The name of that 4th class might be problematic, could be "Rogue", "Explorer", "Expert", something like that.
 

Yes, I realized it should be in House Rules after I posted it.

I just find some of the "non-core" classes are diffucult from a design standpoint. The Fighter, Cleric, Wizard, etc are generic in nature while the Paladin, Ranger, Monk, etc are very specific. I think WOTC is having difficulty balancing specific ability advancements that have a lot of setting baggage with them versus the base ability advancements which are generic in nature.

They are trying to make grapefruit, kiwi fruits, and bananas that are equal to and balanced with Granny Smith, Fiji and Gala apples.
 

Well, partly they're trying to give players what they want, of course.

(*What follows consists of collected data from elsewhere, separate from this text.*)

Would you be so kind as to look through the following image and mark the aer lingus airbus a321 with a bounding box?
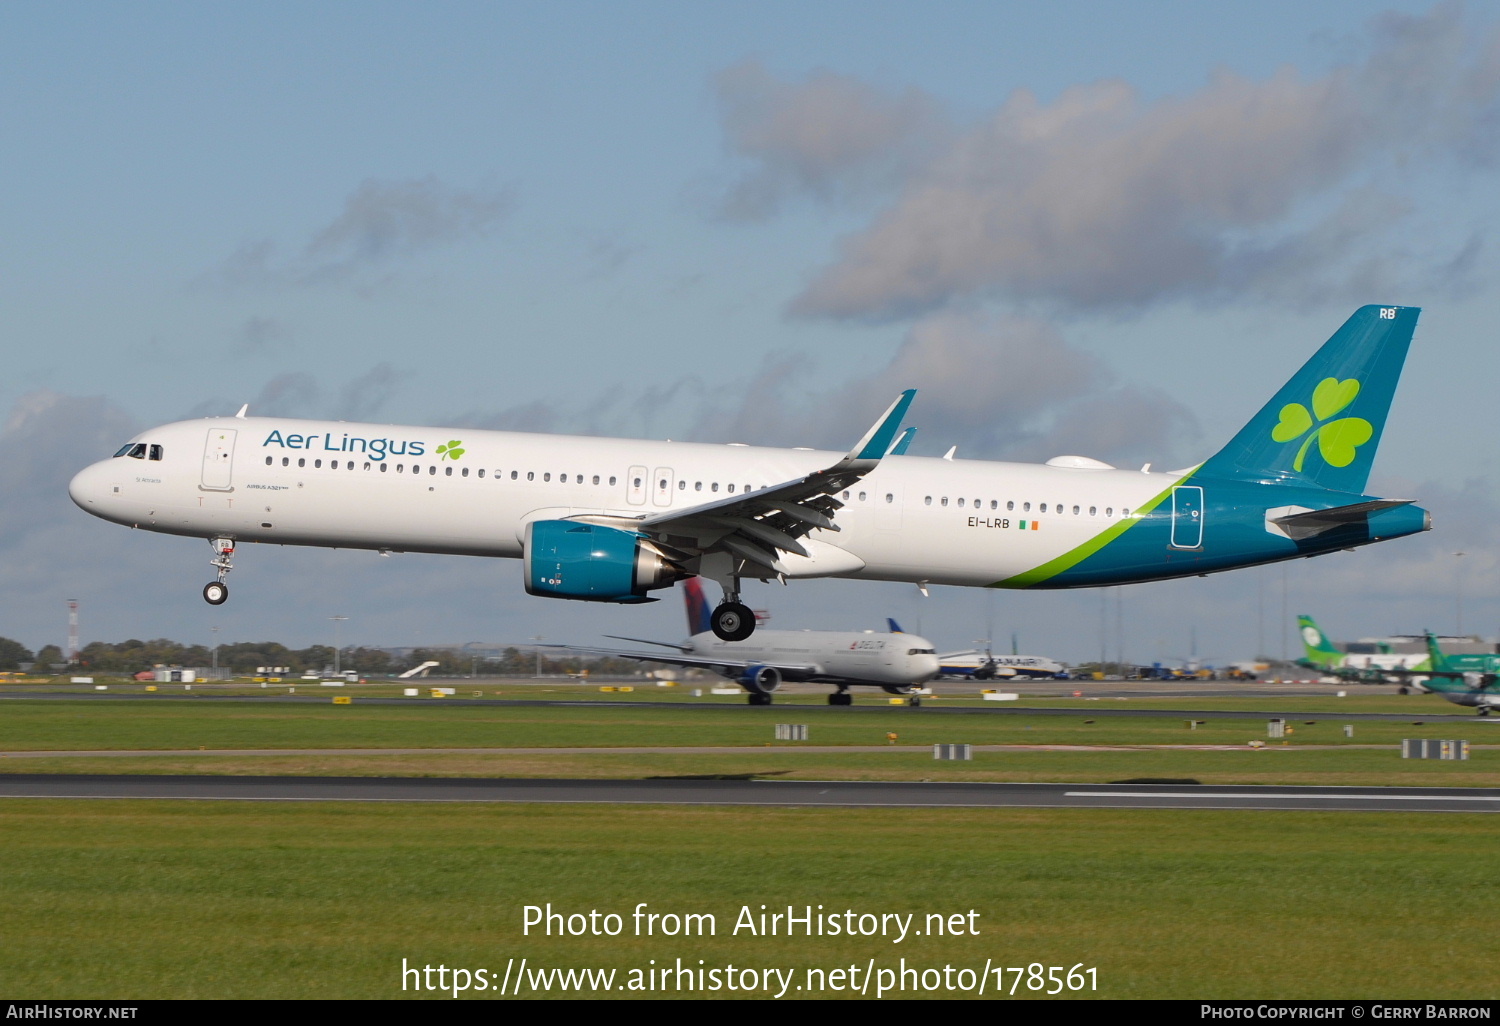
[70,306,1428,641]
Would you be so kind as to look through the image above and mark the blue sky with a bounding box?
[3,1,1498,665]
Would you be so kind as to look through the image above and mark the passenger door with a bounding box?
[201,428,236,491]
[1170,485,1203,549]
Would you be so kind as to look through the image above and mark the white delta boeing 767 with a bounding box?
[567,578,941,705]
[70,306,1428,646]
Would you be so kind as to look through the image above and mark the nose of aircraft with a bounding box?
[68,460,113,513]
[912,651,940,682]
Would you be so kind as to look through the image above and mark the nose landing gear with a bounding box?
[203,537,235,605]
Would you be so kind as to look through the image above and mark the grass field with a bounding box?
[2,798,1496,999]
[0,694,1489,749]
[0,696,1494,786]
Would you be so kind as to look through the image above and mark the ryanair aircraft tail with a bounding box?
[1198,306,1419,493]
[1298,615,1344,670]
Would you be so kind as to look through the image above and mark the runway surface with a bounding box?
[3,773,1498,812]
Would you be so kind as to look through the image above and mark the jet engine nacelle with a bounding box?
[741,665,782,694]
[524,520,684,603]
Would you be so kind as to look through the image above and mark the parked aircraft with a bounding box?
[570,578,940,704]
[885,620,1064,680]
[1413,632,1500,714]
[69,307,1428,642]
[1295,614,1431,683]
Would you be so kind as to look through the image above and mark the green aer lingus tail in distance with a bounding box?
[1296,614,1431,683]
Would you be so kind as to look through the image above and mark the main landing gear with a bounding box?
[203,537,235,606]
[711,591,755,643]
[828,690,853,706]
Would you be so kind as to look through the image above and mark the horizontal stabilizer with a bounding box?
[1270,499,1414,541]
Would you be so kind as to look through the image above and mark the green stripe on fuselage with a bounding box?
[991,471,1192,588]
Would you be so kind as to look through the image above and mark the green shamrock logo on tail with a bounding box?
[1271,378,1372,471]
[436,439,466,461]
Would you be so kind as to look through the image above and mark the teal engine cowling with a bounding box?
[524,520,685,603]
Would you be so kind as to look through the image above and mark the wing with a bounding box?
[629,390,916,580]
[562,644,818,678]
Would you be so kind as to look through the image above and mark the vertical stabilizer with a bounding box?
[1423,631,1451,673]
[1199,306,1419,492]
[683,578,713,636]
[1298,615,1344,669]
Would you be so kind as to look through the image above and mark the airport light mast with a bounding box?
[65,599,79,664]
[330,616,349,676]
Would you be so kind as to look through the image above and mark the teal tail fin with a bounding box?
[1423,631,1450,673]
[1199,306,1419,493]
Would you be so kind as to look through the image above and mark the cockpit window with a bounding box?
[907,648,935,655]
[114,443,148,460]
[148,445,164,461]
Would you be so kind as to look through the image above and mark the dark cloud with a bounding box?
[713,7,1500,319]
[0,392,137,544]
[232,315,290,355]
[179,365,399,422]
[334,363,400,423]
[199,176,514,290]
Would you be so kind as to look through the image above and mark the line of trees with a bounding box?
[0,635,651,677]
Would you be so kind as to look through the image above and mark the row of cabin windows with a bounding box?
[923,495,1130,518]
[263,455,633,487]
[114,443,164,461]
[257,456,1134,517]
[832,487,1133,519]
[630,477,756,494]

People want to play a paladin or monk out of the box... and there's the memory that in AD&D 1st Ed. all these were core classes, as well. (Exceptions: Bard, Sorcerer.) So it's not too surprising that WOTC publishes what people want to buy. (More PC creation options = more sales, apparently.)

And yet I personally agree that it would be more elegant to reduce the number of core base classes.
 

Sounds a lot like D20 Modern, doesn't it?

Your base classes there are Tough Hero, Smart Hero, Fast Hero, etc. Mix and match those however you like. If you want to be something specific-- a soldier, a doctor, or a magic-user-- you take a PrC.
 

D20 Moderns approach is ok -- incredibly generic base classes with advanced classes you can take rather early (4th level, right?). I don't know that the overhaul of D&D classes required to fit such a system would be worth it. The 4 "core" D&D classes are fairly specific, not generic...

If anything, given the current class definitions, I'd rather see MORE base classes. There are too many standard fantasy/action archetypes that you can't do until 7th-10th level because the base classes are so narrowly defined and these archetypes have been pushed back to PrCs.